The captain has also been implicated.

Rogge says it's essential to increase co-operation with judicial authorities and Interpol, since phone tapping, house raids and luggage checks could be essential elements in investigations.

The IOC and sporting federations are working closely with legal betting companies to contain any fixing of matches or irregularities, but Rogge complained shadowy companies, mainly in Asia, still escape their grasp.

Since the major events are now thoroughly checked, illegal betting syndicates have moved further down the chain, to lower-division games or centring on tiny elements of a game that may not even affect the overall outcome. He said the issue of no-balls fitted the description.

"There are many (betting sites) in Asia that come up on the net, then disappear, that transform themselves. The identity of these websites who are not regulated by law is a very difficult one," Rogge said. "The website is unknown and the action on the match is very veiled. It could be a double fault in tennis, a no-ball in cricket, a first corner in football.

"I am afraid we are in the situation we were with doping before, where people knew there was some doping but could not quantify it. Today we can quantify doping. We need to quantify illegal betting."

The three Pakistan cricketers facing allegations of fixing insisted they were innocent Thursday, but withdrew from the rest of their team's tour of England.
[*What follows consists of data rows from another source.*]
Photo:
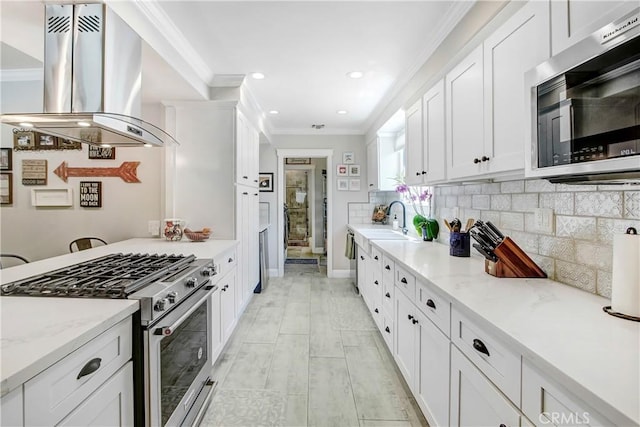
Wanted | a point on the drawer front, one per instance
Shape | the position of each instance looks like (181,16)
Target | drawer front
(406,282)
(501,365)
(434,306)
(226,262)
(56,391)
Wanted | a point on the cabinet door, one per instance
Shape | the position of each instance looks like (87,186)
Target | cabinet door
(516,47)
(474,400)
(405,349)
(434,123)
(432,381)
(413,144)
(465,118)
(373,183)
(573,20)
(110,405)
(228,304)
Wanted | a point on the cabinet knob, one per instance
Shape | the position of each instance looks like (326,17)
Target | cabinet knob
(480,347)
(91,366)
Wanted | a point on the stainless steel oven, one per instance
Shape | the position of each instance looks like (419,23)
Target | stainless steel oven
(177,361)
(585,108)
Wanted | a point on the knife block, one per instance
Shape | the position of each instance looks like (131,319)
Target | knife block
(512,262)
Their omission should allow Pakistan to play its two Twenty20 and five one-day international matches against England without objection from the England and Wales Cricket Board or International Cricket Council.

In other comments, Rogge said he was saddened to see the new anti-doping allegations surface against seven-time Tour de France winner Lance Armstrong and was convinced U.S. authorities would be extremely exhaustive in their probe.

Jeff Novitzky, a Food and Drug Administration agent, and a federal prosecutor have been handling an inquiry into allegations of organized doping in professional cycling, including whether Armstrong and members of his United States Postal Service team may have been involved. The team won six of Armstrong's record seven Tour victories after beating cancer.

"You know how thorough the judicial authorities are in the United States. They will go the long way to find anything, if possible. But, will they find something? That is the question mark," Rogge said.

Armstrong became a more important figure in the probe this spring after disgraced cyclist Floyd Landis, who won the 2006 Tour but was stripped of his title for doping, dropped long-standing denials and admitted he used performance-enhancing drugs and accused Armstrong, among others, of doping.